Over the last thirty years, China has experienced a significant improvement in the reconstruction and development of its legal system. However, a lack of legal reasoning is still a common phenomenon among Chinese court decisions, of which even the People’s Supreme Court judgments are no exceptions. The purpose of this essay is to examine the mechanisms in the Swiss and Chinese legal systems which facilitate justice through reasoned judgment, and discuss how Chinese courts can, in the course of further reform, improve legal reasoning by learning from the Swiss practice.

The examination and discussion in this essay follow basically the functional method of comparative law described by Konrad Zweigert and Hein Kötz. According to this method, comparative legal study begins with (1) the definition of a problem; (2) selection of legal systems for comparison; (3) and selection of the respective materials for purpose of comparison. The comparison is not merely a characterization of this law in the first half of the paper and that law in the other half; rather, the comparison should be (4) focused on how the problem is approached in the two legal systems, and the different approaches are to be described neutrally according to a scheme created to fit in both legal systems. Only after the neutral presentation of the differences and commonalities can (5) the analysis and evaluation be performed.

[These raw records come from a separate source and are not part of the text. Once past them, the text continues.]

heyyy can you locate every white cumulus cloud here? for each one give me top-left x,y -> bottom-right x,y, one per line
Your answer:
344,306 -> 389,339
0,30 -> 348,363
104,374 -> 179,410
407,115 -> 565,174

The subtitle of Zweiger & Kötz’s standard reference shows that the functional method is first and foremost developed for the comparison of private law. The authors recognize from the very beginning that the right method for the specific case will always have to be sought out by the comparator itself. Since the comparison of legal reasoning involves public law (especially procedural law), I allow myself to be additionally inspired by the Swiss Professor Axel Tschentscher, who propagates a dialectical method for comparison of public law.

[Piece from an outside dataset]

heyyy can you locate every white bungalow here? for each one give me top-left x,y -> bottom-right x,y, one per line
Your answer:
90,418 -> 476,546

Professor Tschentscher criticizes the functional method for its puristic separation of Step 4 and 5. For in the context of public law, as opposed to private law, a neutral perspective is little more than a fiction. Also technically, it is neither natural nor necessary to separate neutral presentation and judgmental comparison. The dialectical method of Professor Tschentscher therefore, merges Step 4 and 5 of the functional method into one. Personally, I found it difficult even at the stage of creating the frame of reference for the comparison not to be influenced by the Swiss perspective, the point of view of the country where I enjoyed my legal education and practiced as a lawyer. It is hardly possible not to approach another legal system without any previous knowledge of your “own.”

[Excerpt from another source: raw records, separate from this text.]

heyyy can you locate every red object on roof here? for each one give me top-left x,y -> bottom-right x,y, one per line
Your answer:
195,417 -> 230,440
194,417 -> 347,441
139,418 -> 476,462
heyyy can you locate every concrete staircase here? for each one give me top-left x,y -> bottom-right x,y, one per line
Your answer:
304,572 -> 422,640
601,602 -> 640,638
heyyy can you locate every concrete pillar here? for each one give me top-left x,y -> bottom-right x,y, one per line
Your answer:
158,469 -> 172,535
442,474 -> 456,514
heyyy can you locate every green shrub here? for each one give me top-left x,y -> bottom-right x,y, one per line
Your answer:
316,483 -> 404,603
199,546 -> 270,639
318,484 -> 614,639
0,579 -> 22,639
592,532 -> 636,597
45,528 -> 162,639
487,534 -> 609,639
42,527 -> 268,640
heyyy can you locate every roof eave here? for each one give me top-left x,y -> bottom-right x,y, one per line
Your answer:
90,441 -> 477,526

Combining the traditional functional method with the dialectical method, Part I of this essay justifies the comparability of Chinese and Swiss legal systems and representativeness of the selected cases as the basis for comparative analysis; Part II presents the scheme, the frame of reference for the comparative study; Part III describes legal reasoning in the Swiss legal system, putting emphasis on the style and reasoning of Tribunal Federal appellate judgments; Part IV describes, analyzes and comments on legal reasoning in the Chinese legal system, with emphasis laid on the style and reasoning of Supreme Court appellate judgments; Part V concludes the foregoing and makes recommendations on how to improve Chinese courts’ legal reasoning by learning form the Swiss practice.